Oscar-winning Chinese musician Tan Dun said at an ongoing arts
festival that he is going to employ "organic music" - produced by
basic natural elements such as water and paper - in his
rock-and-roll production for the 2008 Beijing Olympics.
The music, which is still in the middle of production, will make
use of sounds in the movements of Chinese athletes, such as "sounds
of water splashes by diver Guo Jingjing, ball hits by basketball
player Yao Ming and race-starting of hurdler Liu Xiang", Tan said
at the 9th China Shanghai International Arts Festival that opened
last Thursday.
Tan, winner of the Grammy and Oscar awards for his soundtracks
of Crouching Tiger, Hidden Dragon, had participated in
music production for Beijing's 2008 Olympic Bid Film. The native of
central China's Hunan Province is one of the musical planners for
the opening ceremony, award granting ceremonies and a theme song
for the Beijing Olympics.
"I am just one of the Olympic Volunteers who take part in the
Olympic music planning," said Tan.
Tan earlier said his favorite athletes are diver Guo Jingjing,
basketball player Yao Ming and hurdler Liu Xiang, who is world and
Olympic champion in the men's 110m hurdles.
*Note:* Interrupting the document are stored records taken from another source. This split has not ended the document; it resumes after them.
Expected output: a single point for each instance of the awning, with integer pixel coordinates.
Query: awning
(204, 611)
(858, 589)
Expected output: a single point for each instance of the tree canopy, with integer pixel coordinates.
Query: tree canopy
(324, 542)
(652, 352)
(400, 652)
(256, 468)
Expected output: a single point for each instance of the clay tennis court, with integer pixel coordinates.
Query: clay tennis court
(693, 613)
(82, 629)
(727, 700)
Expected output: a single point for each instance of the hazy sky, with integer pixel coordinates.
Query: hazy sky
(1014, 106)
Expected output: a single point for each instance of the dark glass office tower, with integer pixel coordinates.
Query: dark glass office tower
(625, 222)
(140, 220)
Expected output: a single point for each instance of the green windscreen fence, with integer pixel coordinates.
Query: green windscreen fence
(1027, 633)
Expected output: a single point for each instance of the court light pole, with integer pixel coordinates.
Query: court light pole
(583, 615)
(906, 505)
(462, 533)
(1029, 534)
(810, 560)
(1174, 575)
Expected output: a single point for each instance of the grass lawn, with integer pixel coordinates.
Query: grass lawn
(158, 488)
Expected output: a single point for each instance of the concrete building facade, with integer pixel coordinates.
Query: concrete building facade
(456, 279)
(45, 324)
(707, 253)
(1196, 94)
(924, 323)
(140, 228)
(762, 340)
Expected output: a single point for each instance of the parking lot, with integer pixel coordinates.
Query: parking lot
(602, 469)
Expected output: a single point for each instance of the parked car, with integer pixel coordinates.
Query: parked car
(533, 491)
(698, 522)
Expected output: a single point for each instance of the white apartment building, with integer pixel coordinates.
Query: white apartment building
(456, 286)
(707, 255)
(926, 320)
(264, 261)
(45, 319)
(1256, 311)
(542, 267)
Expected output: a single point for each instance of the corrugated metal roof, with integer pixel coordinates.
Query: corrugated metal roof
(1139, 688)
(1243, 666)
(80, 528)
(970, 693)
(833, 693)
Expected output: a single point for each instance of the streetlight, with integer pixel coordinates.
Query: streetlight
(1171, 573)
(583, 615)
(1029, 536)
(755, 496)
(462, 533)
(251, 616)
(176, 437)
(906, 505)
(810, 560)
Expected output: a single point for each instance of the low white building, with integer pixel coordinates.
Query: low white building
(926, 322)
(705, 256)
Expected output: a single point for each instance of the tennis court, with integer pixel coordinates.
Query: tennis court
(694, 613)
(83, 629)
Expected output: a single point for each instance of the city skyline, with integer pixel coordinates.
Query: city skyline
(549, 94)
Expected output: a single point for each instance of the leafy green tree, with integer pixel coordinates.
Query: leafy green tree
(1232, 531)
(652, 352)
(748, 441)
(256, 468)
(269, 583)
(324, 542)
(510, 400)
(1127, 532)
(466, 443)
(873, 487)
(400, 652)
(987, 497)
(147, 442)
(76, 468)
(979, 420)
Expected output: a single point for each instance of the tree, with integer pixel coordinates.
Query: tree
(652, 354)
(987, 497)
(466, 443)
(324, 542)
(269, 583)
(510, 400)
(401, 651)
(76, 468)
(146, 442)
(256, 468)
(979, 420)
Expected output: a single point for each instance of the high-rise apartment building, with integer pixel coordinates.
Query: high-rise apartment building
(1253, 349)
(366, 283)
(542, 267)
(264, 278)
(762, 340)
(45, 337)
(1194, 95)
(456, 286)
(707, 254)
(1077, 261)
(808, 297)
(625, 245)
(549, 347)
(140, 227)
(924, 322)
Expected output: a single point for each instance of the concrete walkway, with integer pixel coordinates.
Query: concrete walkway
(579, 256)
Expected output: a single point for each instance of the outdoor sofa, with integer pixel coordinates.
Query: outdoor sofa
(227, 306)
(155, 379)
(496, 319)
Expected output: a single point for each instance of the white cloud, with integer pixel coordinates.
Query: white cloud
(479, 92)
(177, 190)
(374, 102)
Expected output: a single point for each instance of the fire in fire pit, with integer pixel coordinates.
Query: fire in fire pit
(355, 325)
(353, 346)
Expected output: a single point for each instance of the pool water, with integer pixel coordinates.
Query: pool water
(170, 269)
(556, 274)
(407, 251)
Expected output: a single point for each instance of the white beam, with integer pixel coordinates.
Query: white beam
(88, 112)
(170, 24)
Tan said he could
"sense musical tempos in their movements".
"They are natural sounds embodying sports passion, which are
quite touching," said Tan, adding that in his eyes the three are
all musicians because he could "see colors and hear music in their
movement rhythm".
Tan is currently testing his idea of bending these sounds of
movement in rock music. It was said he had put microphones under
the water of Shanghai Swimming Pool to record the sounds created by
divers.
"I often think of the scene around the Liuyang river in my
hometown, people washing clothes in the river and the musicality of
the sounds of water never cease," Tan said, calling water "the
tears of nature".
Tan acknowledged his idea of using water as an instrument
originated from childhood memories. "This is sound from the nature,
which could create different pictures in different hearts," he
said.
At the ongoing arts festival, said to be the largest in China,
Tan staged his "organic concerto of water and paper" created
respectively on commission of the New York Philharmonic and Los
Angeles Philharmonic for the opening of the Walt Disney Concert
Hall.
At the Water Concerto, percussionists drummed the surface of the
water by hand or with glasses in a number of large, clear,
transparent water basins on stage. They also used a range of
instruments such as bowls, tubes, shakers, bottles and bells, which
were immersed in the basins, and rhythmically rocked them to create
"extraordinary sound effects".
Three Japanese percussionists drummed, tore, blew, shook,
crumpled and slapped papers, cardboards, boxes, paper bags and
paper umbrellas on the stage in the Paper Concerto, to show "how
ordinary paper objects from daily life can create sounds of longing
and suffering as well as loving".
Anne-Marie Slaughtee from the United States, who currently
teaches in Shanghai, said after the concert that Tan Dun is able to
introduce oriental culture to the west through a creative
method.
Tan's "organic music" attempt, beginning at the end of the
1980s, incorporates sounds and instruments from the natural world -
water, wind, ceramics and paper - to create a new type of
"experiencing music", which also echoes traditional Chinese culture
of "human life being in a highly harmony with nature".
Hosted by the Ministry of Culture and sponsored by the Shanghai
Municipal Government, the China Shanghai International Arts
Festival, which will run through a month, has become a major
cultural gala and an artistic pageant.